The results generated a saleable concentrate with a grade of about 40% copper that could be processed on site at the 500 000 t/y direct-to-blister flash copper smelter that is currently under construction. For comparison, the copper concentrate grade from the Phase 1 and 2 concentrators is currently about 50%. 

The test programme consisted of fine-grinding the tailings stream to a particle size of 80% - 12 μm, before conventional flotation, thickening and filtration. 


Engineering consultant DRA Global, a company that has also been working with Kamoa-Kakula since project inception, was appointed to design a process based on the initial metallurgical results.
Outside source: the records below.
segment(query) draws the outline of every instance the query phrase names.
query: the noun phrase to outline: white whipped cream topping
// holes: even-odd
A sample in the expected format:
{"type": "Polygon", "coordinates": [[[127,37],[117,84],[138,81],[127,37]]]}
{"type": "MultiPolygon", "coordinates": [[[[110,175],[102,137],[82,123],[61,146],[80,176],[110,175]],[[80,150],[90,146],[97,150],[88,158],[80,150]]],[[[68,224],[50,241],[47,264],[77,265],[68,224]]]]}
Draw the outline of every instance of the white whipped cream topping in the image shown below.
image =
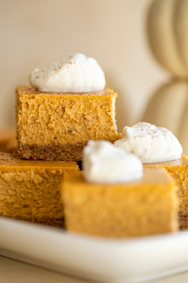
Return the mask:
{"type": "Polygon", "coordinates": [[[122,138],[113,144],[134,153],[143,163],[177,159],[182,152],[180,142],[171,132],[145,122],[125,127],[122,138]]]}
{"type": "Polygon", "coordinates": [[[30,75],[30,84],[41,92],[78,92],[102,91],[104,72],[95,59],[81,53],[71,54],[30,75]]]}
{"type": "Polygon", "coordinates": [[[124,183],[143,174],[140,159],[105,141],[90,141],[84,149],[84,178],[91,183],[124,183]]]}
DRA conducted a desktop study on the construction of a dedicated, standalone processing plant to treat the entire tailings stream from the Phase 1 and 2 concentrators.

The circuit design for the standalone processing plant uses conventional technology, such as high-intensity grinding mills and Jameson cells (diverisifed miner Glencore-owned technology) for the flotation, as well as additional thickening capacity. 

Ivanhoe adds that DRA has also determined preliminary, high-level capital expenditure and operating costs associated with the construction and operation of the tailings recovery plant, and the economics are significantly positive. 

Further metallurgical testwork by XPS and engineering by DRA will continue to verify and optimise the process design, with the view to advancing the project to an investment decision. 

“Concurrently, the other 12 workstreams will continue to explore the most suitable option that will be implemented. The workstreams, among others, consist of conventional leaching, glycine leaching, ion exchange, as well as pulsed-power technology by I-Pulse to crush rock.

“Pulsed power technology consists of high-intensity bursts of electrical energy that can quickly and efficiently shatter rocks and mineral ores by targeting the tensile weakness of rocks,” the company says.